Ora a falsificação intelectual é justamente aquela que vem prevista no artº 256º nº 1 b) CP, a qual se verifica quando se faz constar de documento verdadeiro um facto falso, desde que este facto seja como é evidente juridicamente relevante.
Quer dizer a falsificação intelectual abrange as hipóteses em que o conteúdo do documento diverge da declaração emitida ou em que a declaração feita é falsa.
Ora no caso dos autos provado que está que o arguido ao preencher e assinar o documento em causa, declarou falsamente que a sua carta de condução se havia extraviado, o que bem sabia não corresponder à verdade e induzindo por essa forma em erro os funcionários da DGV onde requereu a emissão de 2ª via, tornou o documento em causa inverídico.
É que a sua declaração, pese embora gere um documento genuíno ou materialmente verdadeiro, tem na sua génese um conteúdo intelectual que não corresponde à realidade.

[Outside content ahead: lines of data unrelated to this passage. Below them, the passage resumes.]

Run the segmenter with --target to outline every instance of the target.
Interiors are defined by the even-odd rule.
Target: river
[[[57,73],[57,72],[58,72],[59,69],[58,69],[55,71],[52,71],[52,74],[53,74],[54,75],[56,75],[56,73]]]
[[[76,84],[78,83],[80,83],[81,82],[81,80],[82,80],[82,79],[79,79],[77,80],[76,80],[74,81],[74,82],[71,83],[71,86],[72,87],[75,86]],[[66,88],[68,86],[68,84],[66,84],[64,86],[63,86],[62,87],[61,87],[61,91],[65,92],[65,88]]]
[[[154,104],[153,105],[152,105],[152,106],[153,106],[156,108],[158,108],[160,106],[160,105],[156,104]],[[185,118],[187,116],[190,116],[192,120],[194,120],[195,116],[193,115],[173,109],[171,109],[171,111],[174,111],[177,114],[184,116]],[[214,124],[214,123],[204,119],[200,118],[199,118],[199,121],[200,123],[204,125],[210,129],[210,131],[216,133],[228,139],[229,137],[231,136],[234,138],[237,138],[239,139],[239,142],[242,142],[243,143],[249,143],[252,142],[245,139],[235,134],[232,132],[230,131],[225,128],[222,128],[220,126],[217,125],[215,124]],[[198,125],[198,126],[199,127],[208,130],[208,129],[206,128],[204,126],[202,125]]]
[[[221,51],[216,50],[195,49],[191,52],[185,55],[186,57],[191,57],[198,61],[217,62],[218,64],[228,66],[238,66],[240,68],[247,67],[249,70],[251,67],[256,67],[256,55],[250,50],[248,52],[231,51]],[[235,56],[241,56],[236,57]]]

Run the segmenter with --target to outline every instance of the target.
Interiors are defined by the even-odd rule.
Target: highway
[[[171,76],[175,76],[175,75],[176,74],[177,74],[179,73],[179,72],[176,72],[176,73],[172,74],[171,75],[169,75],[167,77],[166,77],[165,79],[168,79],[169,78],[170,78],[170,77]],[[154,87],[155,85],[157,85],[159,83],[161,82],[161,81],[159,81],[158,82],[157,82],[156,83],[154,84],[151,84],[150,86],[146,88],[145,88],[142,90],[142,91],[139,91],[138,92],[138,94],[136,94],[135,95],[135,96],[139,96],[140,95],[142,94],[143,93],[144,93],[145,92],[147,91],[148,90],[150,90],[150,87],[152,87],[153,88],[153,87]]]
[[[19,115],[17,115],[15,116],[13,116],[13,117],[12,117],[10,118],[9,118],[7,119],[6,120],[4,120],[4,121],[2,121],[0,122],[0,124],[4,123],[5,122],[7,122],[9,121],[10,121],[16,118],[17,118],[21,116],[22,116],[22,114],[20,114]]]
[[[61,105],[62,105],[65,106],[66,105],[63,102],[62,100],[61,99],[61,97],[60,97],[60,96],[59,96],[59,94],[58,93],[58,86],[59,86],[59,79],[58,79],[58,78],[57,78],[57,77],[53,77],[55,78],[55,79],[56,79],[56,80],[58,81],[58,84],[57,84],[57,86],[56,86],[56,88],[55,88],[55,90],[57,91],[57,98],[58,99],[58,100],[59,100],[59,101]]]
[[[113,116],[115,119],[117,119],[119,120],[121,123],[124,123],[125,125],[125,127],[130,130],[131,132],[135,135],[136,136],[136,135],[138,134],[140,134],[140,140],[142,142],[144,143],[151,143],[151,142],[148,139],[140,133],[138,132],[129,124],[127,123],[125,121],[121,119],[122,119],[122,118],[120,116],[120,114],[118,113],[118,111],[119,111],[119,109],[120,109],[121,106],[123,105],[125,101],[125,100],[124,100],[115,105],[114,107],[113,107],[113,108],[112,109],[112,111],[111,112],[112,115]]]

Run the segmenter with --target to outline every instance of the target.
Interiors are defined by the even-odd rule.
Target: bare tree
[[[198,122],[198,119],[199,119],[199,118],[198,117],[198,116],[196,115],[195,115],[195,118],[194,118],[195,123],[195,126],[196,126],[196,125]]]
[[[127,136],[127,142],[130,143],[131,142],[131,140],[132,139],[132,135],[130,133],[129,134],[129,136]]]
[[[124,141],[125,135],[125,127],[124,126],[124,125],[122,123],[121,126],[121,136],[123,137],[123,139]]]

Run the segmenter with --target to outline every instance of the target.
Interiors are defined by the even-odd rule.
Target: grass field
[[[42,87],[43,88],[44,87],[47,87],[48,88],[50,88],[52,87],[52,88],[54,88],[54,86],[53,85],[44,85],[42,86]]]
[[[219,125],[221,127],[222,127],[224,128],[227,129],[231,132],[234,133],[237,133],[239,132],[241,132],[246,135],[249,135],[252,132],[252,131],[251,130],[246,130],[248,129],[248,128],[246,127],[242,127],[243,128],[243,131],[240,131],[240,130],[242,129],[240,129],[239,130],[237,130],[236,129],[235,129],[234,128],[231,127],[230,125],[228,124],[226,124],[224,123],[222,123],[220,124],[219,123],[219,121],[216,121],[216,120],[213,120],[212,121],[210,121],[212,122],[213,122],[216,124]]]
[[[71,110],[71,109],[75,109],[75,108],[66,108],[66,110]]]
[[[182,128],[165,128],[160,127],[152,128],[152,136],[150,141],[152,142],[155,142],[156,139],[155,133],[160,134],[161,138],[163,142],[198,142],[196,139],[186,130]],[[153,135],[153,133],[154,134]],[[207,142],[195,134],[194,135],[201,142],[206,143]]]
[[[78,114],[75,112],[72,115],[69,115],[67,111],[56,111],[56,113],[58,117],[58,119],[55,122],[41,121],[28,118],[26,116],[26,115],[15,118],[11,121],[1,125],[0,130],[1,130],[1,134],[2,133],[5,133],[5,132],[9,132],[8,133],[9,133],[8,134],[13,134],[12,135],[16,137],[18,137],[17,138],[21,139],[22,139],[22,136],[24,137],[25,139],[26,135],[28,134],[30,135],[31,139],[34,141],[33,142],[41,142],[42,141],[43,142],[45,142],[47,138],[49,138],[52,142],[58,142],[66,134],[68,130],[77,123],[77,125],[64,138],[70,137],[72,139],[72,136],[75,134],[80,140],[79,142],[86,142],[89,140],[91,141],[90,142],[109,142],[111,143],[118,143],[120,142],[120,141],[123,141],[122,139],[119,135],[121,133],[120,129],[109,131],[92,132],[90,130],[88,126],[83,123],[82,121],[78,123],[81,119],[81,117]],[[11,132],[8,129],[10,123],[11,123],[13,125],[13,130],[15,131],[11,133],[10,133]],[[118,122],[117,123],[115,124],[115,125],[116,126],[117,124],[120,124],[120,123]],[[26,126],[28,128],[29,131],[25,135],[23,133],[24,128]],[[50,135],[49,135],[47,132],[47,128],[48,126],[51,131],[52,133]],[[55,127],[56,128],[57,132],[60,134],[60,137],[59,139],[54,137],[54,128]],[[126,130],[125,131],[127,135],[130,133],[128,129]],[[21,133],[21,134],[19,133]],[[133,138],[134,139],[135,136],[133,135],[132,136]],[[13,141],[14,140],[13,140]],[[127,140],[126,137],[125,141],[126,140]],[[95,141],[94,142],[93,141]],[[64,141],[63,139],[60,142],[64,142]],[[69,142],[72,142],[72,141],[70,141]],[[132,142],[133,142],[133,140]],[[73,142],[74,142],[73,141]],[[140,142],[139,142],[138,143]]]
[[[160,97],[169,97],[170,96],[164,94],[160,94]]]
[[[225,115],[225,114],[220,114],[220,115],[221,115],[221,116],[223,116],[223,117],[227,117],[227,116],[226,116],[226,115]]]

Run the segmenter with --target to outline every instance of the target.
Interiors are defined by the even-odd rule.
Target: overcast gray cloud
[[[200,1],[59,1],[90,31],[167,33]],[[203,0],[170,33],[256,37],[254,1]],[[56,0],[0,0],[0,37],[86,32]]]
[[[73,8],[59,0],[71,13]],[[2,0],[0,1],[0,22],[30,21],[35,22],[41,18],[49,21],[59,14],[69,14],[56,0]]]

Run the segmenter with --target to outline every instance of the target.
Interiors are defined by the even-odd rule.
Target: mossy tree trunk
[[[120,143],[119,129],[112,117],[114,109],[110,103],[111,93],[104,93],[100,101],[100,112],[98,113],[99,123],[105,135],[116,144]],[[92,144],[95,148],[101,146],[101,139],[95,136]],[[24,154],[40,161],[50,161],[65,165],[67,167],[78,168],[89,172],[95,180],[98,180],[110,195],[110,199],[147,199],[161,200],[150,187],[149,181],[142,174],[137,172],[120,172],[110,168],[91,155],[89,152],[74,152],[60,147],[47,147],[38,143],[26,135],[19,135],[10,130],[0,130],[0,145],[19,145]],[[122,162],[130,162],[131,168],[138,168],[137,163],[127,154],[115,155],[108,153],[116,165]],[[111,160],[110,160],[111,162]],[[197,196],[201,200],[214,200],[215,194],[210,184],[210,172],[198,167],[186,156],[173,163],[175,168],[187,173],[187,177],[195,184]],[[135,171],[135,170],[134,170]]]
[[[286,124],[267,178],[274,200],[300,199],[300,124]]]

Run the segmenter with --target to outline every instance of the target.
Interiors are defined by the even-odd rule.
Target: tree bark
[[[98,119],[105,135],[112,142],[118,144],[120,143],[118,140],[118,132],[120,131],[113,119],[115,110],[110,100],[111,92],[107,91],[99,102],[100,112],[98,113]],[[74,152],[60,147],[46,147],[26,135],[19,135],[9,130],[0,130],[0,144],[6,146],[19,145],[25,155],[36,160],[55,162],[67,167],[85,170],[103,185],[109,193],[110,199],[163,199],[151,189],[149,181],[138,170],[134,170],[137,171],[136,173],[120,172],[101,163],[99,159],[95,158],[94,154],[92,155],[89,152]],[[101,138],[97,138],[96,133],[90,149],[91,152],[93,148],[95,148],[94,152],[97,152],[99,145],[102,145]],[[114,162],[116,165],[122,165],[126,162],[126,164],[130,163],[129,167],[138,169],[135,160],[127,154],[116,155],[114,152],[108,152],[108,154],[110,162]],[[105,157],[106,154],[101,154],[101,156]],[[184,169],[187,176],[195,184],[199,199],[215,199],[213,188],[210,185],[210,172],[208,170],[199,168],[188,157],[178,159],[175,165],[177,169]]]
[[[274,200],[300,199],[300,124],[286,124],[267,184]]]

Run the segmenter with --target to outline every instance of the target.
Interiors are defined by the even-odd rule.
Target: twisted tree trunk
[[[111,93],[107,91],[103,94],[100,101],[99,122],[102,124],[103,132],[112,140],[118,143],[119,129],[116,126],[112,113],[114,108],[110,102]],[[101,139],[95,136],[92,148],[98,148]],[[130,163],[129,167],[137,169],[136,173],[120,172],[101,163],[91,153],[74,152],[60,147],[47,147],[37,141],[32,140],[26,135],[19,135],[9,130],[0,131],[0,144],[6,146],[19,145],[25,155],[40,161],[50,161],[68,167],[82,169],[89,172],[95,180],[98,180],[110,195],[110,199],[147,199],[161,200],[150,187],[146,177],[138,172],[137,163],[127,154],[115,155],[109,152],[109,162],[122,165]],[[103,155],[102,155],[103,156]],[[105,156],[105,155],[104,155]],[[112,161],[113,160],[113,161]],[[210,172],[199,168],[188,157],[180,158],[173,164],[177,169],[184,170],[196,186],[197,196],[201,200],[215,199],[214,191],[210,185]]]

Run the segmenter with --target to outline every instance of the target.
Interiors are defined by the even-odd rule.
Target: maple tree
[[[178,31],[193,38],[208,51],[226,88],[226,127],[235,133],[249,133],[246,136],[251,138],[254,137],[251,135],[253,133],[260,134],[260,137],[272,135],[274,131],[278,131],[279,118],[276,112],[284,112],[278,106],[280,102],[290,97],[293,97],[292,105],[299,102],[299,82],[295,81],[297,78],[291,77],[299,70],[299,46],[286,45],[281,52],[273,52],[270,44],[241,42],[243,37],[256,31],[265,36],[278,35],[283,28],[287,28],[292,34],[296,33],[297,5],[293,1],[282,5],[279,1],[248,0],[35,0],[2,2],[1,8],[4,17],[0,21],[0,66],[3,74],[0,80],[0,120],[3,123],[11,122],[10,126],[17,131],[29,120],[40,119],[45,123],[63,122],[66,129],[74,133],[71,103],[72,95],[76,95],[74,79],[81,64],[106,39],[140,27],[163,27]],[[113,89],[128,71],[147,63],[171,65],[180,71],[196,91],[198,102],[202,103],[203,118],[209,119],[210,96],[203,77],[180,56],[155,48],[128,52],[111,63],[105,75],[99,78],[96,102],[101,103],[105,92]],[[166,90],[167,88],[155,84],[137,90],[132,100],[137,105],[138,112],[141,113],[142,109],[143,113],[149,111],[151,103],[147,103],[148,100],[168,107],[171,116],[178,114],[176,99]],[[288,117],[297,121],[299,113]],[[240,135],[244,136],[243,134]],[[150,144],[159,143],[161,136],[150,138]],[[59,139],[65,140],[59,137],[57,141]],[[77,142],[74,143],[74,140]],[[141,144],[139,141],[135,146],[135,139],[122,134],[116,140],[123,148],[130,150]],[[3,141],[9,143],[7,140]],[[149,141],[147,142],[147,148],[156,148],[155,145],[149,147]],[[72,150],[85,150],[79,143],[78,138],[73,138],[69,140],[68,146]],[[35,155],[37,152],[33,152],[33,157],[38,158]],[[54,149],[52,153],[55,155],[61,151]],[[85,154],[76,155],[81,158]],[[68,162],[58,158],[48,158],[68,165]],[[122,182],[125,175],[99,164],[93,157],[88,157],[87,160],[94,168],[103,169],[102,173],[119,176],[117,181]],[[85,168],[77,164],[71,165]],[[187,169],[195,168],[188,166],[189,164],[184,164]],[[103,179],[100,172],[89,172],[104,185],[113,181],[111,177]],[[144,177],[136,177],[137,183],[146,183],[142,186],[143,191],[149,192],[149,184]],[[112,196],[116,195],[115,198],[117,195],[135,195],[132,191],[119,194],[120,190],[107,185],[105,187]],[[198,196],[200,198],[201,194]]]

O arguido mentiu para o obter.
Por essa razão preenchida está a aludida falsidade intelectual, o que aliado ao elemento subjectivo decorrente da matéria de facto dada como provada, e por se tratar de facto juridicamente relevante, pois só desse modo obteria a 2ª via,, leva a concluir ter o arguido cometido o crime de falsificação de documento por que foi condenado
Por isso, improcede, sem necessidade de mais considerações, o recurso interposto.

DECISÃO

Nestes termos, os Juizes desta Relação acordam em negar provimento ao recurso, confirmando o douto acórdão recorrido.
Fixar a taxa de justiça devida pelo recorrente em sete Ucs (Artº 87º nº 1 b) CCJ).